The supervisor stared at him. He looked puzzled.

'You will do it now," Jamie continued — and pushed, projecting his thoughts into the man's head. He knew what he was doing. He had done exactly the same thing when he had come face-to-face with the policeman at Marcie's house in Sparks.

Max Koring didn't move.

"We're leaving now," Jamie said. And pushed again.

'You think you're being funny?" Koring muttered. "What the hell do you think you're doing?"

Jamie felt a shiver of bewilderment — followed by panic. It wasn't working! But it had to. "Take me to my brother!" he demanded. He was still pushing, burning a hole in the man's brain.

Now Koring was examining him as if seeing him in a completely new light. He smiled — but there was nothing warm or pleasant in it. 'You have a brother?" he asked.

Desperately, Jamie changed tack. He couldn't make the man obey him — but he could still use the moment to get information from him. He no longer cared about the consequences. He had to know about Scott and so he concentrated and jumped into Koring's mind, just as he had with Colton Banes.

Nothing happened. His power wasn't working. Jamie just had time to absorb the shock before Koring grabbed hold of him and backhanded him — hard — across the face. The room spun. Jamie tasted blood. Then he was thrown backward, crashing into the bunk.

"I don't like my time being wasted," Koring said. "And you don't give me orders. You may be new here, but you should know that. So maybe it's time you had your first taste of CRR."

CRR. Corrective Room Restriction. Another way of saying solitary confinement.

Ten minutes later, Koring returned with another supervisor. Neither of them said a word. They simply jerked Jamie out of his cell and dragged him down the corridor. The other boys must have heard what had happened. Suddenly they were all awake and shouting encouragement.

"Good luck, Indian!"

"Don't let them grind you down!"

"See you soon, Indian. You take care!"

The isolation cells were in a separate area, a pair of heavy, steel doors separating them from the main unit. Jamie didn't even try to resist. He was flung into a cell half the size of the one he had left. This room had no mattress. And although there was a narrow window, the glass was frosted, so there was no view.

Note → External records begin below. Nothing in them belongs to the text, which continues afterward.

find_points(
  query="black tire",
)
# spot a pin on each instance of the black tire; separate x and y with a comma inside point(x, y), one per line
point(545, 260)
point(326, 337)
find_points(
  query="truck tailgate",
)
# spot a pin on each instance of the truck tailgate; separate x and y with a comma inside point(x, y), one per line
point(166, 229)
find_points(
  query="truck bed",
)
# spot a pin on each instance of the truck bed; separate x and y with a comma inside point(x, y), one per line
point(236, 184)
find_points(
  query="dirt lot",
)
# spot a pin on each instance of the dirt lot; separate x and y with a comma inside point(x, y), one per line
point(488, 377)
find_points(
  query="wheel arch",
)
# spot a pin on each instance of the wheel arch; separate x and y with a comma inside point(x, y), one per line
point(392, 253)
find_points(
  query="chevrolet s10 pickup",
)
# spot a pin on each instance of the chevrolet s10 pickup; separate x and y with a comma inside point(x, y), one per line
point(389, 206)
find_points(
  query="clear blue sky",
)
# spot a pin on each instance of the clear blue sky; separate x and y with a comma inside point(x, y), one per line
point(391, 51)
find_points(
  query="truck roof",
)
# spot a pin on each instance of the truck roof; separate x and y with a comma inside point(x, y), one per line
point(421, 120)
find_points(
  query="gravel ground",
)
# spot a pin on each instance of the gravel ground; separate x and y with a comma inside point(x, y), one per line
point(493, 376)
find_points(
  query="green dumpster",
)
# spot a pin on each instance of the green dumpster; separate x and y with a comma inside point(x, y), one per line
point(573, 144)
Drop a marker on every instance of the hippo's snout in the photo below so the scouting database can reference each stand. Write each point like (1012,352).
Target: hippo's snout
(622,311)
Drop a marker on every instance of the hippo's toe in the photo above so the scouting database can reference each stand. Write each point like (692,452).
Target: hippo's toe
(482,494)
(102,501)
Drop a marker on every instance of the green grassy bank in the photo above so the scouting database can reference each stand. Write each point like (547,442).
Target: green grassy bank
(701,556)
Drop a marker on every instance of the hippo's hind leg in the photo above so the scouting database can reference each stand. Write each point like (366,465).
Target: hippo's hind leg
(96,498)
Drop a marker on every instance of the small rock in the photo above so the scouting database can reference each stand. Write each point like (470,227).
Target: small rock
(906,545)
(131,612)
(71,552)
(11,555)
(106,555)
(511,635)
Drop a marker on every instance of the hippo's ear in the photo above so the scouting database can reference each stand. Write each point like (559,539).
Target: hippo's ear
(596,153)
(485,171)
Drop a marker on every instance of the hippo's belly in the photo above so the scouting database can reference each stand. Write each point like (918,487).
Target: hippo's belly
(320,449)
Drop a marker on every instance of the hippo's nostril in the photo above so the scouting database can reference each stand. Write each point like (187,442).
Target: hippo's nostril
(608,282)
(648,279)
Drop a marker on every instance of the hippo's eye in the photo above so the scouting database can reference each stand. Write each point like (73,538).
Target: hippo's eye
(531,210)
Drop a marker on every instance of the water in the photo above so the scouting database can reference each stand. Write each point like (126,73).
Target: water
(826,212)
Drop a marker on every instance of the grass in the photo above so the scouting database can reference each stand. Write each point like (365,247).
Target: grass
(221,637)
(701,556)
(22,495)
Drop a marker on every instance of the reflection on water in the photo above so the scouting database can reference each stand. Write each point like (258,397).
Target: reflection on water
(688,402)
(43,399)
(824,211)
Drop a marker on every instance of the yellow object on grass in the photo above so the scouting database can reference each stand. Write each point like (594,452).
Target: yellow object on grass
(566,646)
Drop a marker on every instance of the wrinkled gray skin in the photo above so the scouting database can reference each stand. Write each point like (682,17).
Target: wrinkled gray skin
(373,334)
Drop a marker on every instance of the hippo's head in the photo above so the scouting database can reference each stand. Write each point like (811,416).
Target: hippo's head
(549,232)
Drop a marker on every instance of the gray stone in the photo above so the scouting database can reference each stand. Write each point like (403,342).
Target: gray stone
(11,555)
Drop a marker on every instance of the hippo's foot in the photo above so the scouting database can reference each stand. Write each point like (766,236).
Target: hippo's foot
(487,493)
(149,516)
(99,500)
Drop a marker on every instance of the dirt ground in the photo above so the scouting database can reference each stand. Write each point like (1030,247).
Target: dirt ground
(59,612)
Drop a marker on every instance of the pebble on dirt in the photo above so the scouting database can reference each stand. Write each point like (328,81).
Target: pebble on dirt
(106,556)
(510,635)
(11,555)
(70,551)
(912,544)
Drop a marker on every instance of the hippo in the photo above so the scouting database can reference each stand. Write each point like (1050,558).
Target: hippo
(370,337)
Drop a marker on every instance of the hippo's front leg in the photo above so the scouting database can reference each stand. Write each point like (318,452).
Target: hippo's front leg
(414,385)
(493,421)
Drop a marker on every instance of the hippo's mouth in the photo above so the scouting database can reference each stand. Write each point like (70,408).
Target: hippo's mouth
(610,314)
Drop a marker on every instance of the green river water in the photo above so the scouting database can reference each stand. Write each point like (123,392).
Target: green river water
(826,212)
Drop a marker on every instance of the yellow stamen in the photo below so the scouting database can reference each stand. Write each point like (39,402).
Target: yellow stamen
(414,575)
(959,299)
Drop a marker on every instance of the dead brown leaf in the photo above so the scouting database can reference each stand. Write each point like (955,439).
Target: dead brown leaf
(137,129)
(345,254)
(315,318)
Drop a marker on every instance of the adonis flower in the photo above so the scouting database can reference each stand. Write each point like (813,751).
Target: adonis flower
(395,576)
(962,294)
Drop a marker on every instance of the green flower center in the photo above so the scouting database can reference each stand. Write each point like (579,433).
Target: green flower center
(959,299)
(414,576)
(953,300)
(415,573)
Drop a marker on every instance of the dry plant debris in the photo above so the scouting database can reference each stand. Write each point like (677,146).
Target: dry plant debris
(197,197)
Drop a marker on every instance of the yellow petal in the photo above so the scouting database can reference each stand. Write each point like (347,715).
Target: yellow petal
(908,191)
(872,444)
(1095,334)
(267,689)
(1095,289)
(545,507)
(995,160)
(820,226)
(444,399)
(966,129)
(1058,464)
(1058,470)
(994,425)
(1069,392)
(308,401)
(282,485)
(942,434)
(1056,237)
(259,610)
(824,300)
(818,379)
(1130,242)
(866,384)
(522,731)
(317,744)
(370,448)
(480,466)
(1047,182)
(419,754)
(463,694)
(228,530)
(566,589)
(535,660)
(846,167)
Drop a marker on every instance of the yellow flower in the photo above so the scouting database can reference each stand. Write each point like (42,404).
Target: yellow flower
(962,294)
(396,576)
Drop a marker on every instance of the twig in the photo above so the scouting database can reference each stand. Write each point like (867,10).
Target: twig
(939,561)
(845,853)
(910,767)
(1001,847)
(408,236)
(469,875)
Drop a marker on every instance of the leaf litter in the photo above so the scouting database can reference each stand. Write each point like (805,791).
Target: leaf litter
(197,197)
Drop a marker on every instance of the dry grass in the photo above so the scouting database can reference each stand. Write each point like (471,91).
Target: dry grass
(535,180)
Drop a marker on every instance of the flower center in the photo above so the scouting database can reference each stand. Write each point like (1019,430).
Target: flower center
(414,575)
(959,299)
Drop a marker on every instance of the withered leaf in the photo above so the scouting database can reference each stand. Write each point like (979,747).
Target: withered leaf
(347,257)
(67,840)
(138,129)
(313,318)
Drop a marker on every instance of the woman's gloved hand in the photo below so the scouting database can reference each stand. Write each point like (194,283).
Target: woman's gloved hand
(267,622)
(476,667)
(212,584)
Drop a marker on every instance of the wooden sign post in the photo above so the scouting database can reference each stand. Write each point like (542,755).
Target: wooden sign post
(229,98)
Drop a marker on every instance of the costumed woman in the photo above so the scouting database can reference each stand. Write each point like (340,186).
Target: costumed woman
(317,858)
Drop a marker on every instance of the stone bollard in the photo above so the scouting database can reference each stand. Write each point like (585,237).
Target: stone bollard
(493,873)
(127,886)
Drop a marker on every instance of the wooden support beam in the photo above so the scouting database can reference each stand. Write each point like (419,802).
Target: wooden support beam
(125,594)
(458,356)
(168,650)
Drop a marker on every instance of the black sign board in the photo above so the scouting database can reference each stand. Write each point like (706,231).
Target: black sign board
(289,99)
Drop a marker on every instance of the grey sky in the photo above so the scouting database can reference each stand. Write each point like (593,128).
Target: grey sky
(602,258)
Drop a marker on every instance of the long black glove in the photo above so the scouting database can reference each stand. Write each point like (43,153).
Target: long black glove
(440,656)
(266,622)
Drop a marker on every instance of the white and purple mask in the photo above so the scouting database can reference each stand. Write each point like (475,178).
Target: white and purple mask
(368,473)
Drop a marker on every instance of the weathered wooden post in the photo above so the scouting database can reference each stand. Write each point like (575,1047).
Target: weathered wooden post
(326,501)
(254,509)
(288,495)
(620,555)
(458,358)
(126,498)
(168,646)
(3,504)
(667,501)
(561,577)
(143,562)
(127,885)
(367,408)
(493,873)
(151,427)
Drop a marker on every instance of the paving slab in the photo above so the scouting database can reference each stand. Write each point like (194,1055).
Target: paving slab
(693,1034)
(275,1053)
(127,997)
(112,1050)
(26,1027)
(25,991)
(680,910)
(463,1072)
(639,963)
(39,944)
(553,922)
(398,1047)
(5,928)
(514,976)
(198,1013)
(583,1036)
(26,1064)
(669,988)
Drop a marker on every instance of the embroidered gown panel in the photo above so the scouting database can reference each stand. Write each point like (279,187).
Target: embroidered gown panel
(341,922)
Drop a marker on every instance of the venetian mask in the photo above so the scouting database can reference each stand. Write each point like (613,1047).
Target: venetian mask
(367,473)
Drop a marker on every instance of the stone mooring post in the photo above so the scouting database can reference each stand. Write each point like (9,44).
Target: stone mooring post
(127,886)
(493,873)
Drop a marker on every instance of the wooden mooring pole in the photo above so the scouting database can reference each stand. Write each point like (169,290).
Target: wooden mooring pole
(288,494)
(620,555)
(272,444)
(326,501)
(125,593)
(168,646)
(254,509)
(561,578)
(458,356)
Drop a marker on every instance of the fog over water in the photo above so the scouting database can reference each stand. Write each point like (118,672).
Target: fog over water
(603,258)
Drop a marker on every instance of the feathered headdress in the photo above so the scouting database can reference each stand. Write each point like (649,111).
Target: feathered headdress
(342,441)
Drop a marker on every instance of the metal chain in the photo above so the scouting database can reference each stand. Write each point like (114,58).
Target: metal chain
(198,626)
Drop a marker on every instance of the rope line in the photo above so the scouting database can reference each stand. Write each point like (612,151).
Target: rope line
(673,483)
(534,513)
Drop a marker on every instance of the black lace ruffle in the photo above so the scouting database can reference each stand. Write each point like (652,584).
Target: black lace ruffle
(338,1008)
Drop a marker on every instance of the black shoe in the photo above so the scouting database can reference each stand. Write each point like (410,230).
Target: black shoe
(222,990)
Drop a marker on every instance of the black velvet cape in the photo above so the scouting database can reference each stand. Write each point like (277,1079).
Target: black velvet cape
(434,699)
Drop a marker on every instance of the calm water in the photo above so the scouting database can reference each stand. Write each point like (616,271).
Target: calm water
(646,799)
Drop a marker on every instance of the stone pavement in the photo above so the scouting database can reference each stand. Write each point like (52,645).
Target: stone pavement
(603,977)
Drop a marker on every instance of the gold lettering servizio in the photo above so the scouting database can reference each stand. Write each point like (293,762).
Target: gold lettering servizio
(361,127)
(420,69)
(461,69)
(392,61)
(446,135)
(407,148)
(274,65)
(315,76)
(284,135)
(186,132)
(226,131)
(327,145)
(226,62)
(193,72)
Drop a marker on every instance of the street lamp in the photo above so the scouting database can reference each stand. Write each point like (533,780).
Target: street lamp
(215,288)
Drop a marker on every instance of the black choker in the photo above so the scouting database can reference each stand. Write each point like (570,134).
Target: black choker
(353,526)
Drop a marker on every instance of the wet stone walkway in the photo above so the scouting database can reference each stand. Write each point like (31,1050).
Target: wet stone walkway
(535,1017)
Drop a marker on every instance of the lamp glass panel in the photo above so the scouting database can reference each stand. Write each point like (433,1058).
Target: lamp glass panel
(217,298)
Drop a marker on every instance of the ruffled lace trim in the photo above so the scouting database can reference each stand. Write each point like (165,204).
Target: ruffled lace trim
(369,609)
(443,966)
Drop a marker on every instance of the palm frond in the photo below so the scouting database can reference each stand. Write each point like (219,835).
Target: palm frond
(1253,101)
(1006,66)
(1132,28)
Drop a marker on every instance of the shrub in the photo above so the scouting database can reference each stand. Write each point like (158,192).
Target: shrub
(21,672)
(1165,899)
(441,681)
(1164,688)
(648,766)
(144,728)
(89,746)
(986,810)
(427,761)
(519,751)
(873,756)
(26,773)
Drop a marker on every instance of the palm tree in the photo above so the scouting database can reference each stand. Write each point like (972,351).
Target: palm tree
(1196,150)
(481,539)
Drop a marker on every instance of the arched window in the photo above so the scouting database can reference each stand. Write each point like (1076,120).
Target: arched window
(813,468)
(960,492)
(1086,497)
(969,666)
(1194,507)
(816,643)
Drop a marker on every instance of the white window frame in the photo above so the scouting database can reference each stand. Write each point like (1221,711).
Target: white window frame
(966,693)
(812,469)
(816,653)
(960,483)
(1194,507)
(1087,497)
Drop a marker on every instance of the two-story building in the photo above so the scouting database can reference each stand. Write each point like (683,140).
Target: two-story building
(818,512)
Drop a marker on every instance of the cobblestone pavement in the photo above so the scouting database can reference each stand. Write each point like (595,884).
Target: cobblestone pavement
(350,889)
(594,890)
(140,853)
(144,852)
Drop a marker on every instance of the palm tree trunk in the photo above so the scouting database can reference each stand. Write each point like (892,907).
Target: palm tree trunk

"Let's see how you feel after a week in here," Koring said. "And in the future, you call me sir."

The door slammed shut.

Jamie stayed where he was, curled in a ball on the floor. He had hit his head against the bunk when he fell and his nose was bleeding. He was utterly alone. And his power had let him down. Had it gone — or was there something about the prison that he didn't know? Maybe it had been built in this part of the desert purposefully. There could be something in the water or even in the soil that was playing with his mind. It made sense. If they were locking up kids with powers, they would have to be certain that those powers were under control.